今までこらえて、こらえて、こらえて、こらえてきたけど、もう限界だった。
「何が『何回遅番やってんだ』だよ。お前なんて毎日遅番やってるくせに店閉めミスってんじゃねえかよ。ふざけんじゃねえよ。おい、お前、ふざけてんじゃねえよ!!」
ってガンガンでかい声だしてどなってやった。
そしたらジジイが事務所にこいって言って俺の腕をひっぱったので、俺は、ああ行ってやるよと腕をひっぱり返してスタッフルームに入ろうとした。
そしたらジジイは、寸前になってちょっと引くような姿勢を見せた。
まったくの腰ぬけだ。自分からこいとか言っておいて、最後におじけづくなんて。
俺はやつの腕をグイグイひっぱって、スタッフルームの中に入って行った。
スタッフルームには店長と副店長、それからもう一人スタッフがいた。
みんながいる前で、ジジイに結構強めに文句を言ってやった。
今回のことは、別にどうということはなかった。ただの口論で殴り合いになったりしたわけではなかったからだ。
ジジイは俺にガンガンどなられて、少しおとなしくなった。
ふん。これで分かったか。あいにく俺は、言われたら言われっぱなしの人間じゃない。
タンカを切るというのは、必要なことだ。
なめられないということは、必要なことだ。
癇癪を起したことで少しぐらい問題がおきたとしても、他の人間に「あいつは怒らせたら怖い」というイメージを持ってもらうというのは、その人が人らしく生きるために必要なことだ。

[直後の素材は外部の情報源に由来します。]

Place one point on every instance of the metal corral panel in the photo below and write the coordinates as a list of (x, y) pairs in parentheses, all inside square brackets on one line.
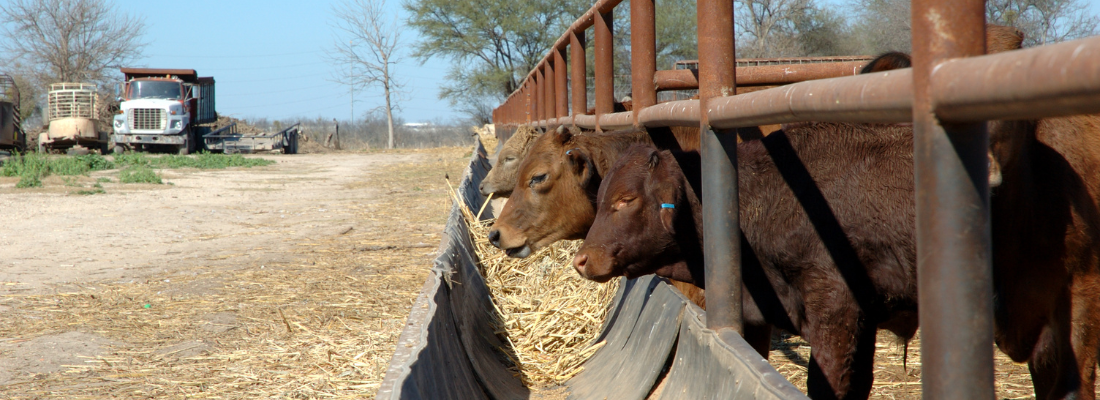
[(72, 100), (7, 123), (449, 350), (204, 90)]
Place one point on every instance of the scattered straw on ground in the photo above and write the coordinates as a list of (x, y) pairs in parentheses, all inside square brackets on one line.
[(549, 313), (892, 378), (321, 324)]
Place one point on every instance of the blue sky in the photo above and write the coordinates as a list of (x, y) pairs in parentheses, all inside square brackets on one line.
[(268, 58)]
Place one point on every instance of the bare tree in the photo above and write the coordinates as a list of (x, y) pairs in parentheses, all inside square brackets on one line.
[(69, 40), (787, 28), (370, 51), (1044, 21), (881, 25)]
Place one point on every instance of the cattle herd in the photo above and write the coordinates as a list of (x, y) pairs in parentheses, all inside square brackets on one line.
[(827, 214)]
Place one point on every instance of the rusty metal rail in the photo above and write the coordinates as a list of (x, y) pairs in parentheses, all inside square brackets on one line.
[(948, 95)]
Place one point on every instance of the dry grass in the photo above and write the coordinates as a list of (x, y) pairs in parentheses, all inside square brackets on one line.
[(894, 379), (321, 324), (548, 312)]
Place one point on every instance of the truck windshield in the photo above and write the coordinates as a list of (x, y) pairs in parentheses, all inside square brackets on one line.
[(154, 89)]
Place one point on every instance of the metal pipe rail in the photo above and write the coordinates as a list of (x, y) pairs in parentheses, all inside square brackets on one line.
[(948, 95)]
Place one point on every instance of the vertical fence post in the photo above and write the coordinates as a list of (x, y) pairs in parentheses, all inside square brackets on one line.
[(561, 81), (551, 87), (642, 55), (953, 232), (580, 96), (540, 95), (722, 252), (531, 107), (605, 70)]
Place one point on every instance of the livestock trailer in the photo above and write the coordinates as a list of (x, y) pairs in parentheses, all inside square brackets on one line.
[(12, 135), (229, 141)]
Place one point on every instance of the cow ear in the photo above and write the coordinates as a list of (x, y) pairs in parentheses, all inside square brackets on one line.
[(562, 135), (581, 164), (664, 187)]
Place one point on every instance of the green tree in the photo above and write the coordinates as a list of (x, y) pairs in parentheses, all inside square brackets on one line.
[(492, 44), (1044, 21)]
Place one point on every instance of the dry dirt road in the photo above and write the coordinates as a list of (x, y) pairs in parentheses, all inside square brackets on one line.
[(290, 280)]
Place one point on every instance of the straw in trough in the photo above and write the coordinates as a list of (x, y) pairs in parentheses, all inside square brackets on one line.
[(549, 313)]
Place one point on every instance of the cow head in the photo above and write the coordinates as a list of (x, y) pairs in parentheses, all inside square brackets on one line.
[(502, 178), (644, 217), (551, 199)]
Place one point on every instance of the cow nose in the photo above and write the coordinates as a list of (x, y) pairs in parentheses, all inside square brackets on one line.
[(494, 237), (579, 263)]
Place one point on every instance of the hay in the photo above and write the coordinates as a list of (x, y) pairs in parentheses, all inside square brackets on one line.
[(549, 313)]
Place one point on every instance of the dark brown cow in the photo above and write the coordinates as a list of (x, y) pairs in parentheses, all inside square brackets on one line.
[(1045, 176), (556, 188), (1046, 250), (502, 178), (832, 260), (1045, 231)]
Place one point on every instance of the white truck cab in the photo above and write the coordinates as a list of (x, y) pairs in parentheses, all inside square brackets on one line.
[(163, 108)]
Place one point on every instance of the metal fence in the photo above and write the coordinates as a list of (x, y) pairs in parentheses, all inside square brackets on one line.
[(947, 96)]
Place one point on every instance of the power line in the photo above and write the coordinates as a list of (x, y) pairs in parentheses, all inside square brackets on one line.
[(298, 77), (270, 67), (284, 103), (234, 56), (279, 91)]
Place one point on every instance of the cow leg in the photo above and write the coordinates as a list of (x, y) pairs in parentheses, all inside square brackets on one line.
[(759, 337), (1085, 330), (1057, 370), (842, 355)]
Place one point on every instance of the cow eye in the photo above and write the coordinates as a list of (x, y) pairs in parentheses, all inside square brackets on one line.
[(537, 179), (622, 202)]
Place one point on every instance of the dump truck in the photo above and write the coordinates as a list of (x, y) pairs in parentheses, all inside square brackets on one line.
[(12, 136), (168, 109), (74, 117)]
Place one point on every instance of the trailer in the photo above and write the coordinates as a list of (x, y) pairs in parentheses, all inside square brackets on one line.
[(74, 120), (12, 136), (229, 141)]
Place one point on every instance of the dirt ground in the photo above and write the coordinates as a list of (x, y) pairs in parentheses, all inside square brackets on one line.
[(290, 280)]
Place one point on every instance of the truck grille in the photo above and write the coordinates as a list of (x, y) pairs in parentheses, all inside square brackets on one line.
[(147, 119)]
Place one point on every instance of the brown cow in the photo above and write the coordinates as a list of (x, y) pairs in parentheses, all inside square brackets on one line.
[(1045, 231), (1045, 176), (502, 178), (556, 188), (1046, 250), (832, 260)]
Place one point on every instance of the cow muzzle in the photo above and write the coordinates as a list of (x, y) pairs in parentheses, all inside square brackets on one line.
[(518, 252)]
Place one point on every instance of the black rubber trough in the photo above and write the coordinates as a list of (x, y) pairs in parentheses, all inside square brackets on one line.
[(652, 334)]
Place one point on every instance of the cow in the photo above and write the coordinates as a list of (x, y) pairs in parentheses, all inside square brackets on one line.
[(502, 178), (557, 197), (832, 260), (1045, 192)]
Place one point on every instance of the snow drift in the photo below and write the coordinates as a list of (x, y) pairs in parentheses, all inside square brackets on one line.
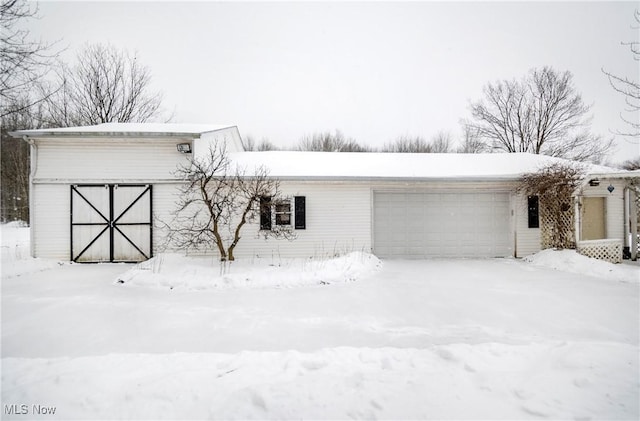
[(176, 271), (572, 261)]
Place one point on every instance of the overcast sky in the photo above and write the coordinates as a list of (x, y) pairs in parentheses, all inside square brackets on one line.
[(372, 70)]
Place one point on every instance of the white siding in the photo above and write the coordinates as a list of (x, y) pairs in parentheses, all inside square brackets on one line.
[(527, 239), (50, 221), (165, 199), (410, 224), (92, 160), (338, 220), (614, 205)]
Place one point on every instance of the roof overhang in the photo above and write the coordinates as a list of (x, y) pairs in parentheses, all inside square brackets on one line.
[(123, 131)]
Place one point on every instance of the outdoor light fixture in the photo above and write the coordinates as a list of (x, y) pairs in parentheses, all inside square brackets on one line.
[(184, 147)]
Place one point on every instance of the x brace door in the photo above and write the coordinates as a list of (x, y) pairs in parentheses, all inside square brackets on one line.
[(111, 222)]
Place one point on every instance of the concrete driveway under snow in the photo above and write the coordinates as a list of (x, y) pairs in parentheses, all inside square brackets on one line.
[(413, 339), (77, 310)]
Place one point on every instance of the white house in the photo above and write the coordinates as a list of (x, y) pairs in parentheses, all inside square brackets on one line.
[(97, 193)]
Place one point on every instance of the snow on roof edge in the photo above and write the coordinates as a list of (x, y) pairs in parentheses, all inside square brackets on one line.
[(377, 165), (127, 129)]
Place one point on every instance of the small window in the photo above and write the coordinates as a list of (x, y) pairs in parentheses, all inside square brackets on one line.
[(283, 213), (301, 212), (533, 212), (265, 213)]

それができない人は、人らしく生きる権利を奪われて生きるしかない。
たとえば小学生なら、ずっといじめられて学校生活を続けなければならない。
社会人なら、ずっとなめられて、どなられて仕事を続けなければならない。
それは間違っている。「人は全て自由かつ平等な権利を有する」はずだ。
人は人らしく、生きる権利があるはずだ。
残念ながらこの世では、その権利が守られていない。
タンカを切ることができないおとなしい人は、不利な状況下で、差別されたり虐げられたりしながら生きるしかないのだ。昔の俺はそうだった。
だからこの世界は腐っているんだ。
この世では、全ての人間が、人間らしく生きる権利を保障されているわけではない。
過酷な運命を押し付けられるぐらいなら、最初からこの世に誕生しなかったほうが、その子にとって幸福なのではないだろうか。
どうせ生まれてくるなら、人らしく生きる権利を保障されて生まれてくるべきなのではないだろうか。
明日から、めったにない二連休だ。
ずーーーーーーーーーーーーーーっと、英語の勉強をしようっと。